“Never in the thirty years at sea have I seen two ships so close to destruction” La Pérouse. July 1786
SECTION 6 THE TRAGIC VOYAGE OF La PÉROUSE
Having built a reputation gained during the American War of Independence, during which Jean-François de Galaup, Comte de la Pérouse (23 August 1741 – 1788?) who’s distinguished naval career positioned him as something of a nemesis of the British, following an attempt to gain control of Newfoundland, engagement at Louisbourg, another off St. Kitts. And the sacking of the H.B.C. forts in Hudson Bay. (See Section2 )

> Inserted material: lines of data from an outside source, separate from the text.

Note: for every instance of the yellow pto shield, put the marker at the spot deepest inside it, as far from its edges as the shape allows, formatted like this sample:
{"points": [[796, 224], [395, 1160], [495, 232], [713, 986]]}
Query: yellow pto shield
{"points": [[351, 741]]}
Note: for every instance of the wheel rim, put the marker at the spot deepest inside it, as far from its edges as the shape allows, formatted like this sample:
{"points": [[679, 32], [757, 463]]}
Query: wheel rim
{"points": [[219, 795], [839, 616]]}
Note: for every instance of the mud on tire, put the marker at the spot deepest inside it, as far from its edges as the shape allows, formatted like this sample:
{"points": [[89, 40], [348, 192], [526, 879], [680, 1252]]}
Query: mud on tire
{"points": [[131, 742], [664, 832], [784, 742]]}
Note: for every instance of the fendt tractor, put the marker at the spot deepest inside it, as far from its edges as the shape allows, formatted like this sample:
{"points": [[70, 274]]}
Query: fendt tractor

Commodore La Pérouse was commissioned by Louis XVI of France to command a round-the-world voyage of discovery in 1785. The purpose the La Pérouse voyage of exploration was to fill in some of the gaps in the charting of the world following Cook's voyages (the latter La Pérouse greatly admired) and prove that Frenchman could also be world class explorers. Thus, he was to seek a North West Passage from the Pacific, and explore the coasts of the
Pacific northwest, before proceeding to the Far East and the South Pacific Islands.
How the history of Europe might have been changed had not the application of one potential crewmember been denied, that of sixteen-year-old Corsician Lt. Napoleon Bonaparte.

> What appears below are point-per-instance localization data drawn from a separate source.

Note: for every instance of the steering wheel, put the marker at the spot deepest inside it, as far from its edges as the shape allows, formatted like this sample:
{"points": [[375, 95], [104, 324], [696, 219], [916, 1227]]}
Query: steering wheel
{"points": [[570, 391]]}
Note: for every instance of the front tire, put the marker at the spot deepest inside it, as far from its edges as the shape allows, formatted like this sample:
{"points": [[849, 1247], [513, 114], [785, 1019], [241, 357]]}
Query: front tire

On 23 June 1786 the two frigates ‘La Boussole’ and ‘L’Astrolabe’ were in sight of Mount St. Elias, and entered Port Des Français, today's Lituya Bay, Alaska, on 2 July. While making a survey of the bay, six officers and 15 crew members were lost in a storm.
Sailing south along the North American coast the well-equipped voyage of discovery, which included a 1,200 volume library, weather balloons and some of the latest scientific, instruments, explored the western Pacific during 1787. He became the first European to set foot on Maui. Sending several reports and charts of their progress back to France en-route. In October 1787 La Pérouse had also sent a Russian-speaking officer, Jean Baptiste Barthélemy, Baron de Lesseps (1766-1834) overland from Kamchatka with documents, charts, and journals. De Lesseps traveled through Siberia to St. Petersburg and then to Paris, arriving late in 1788.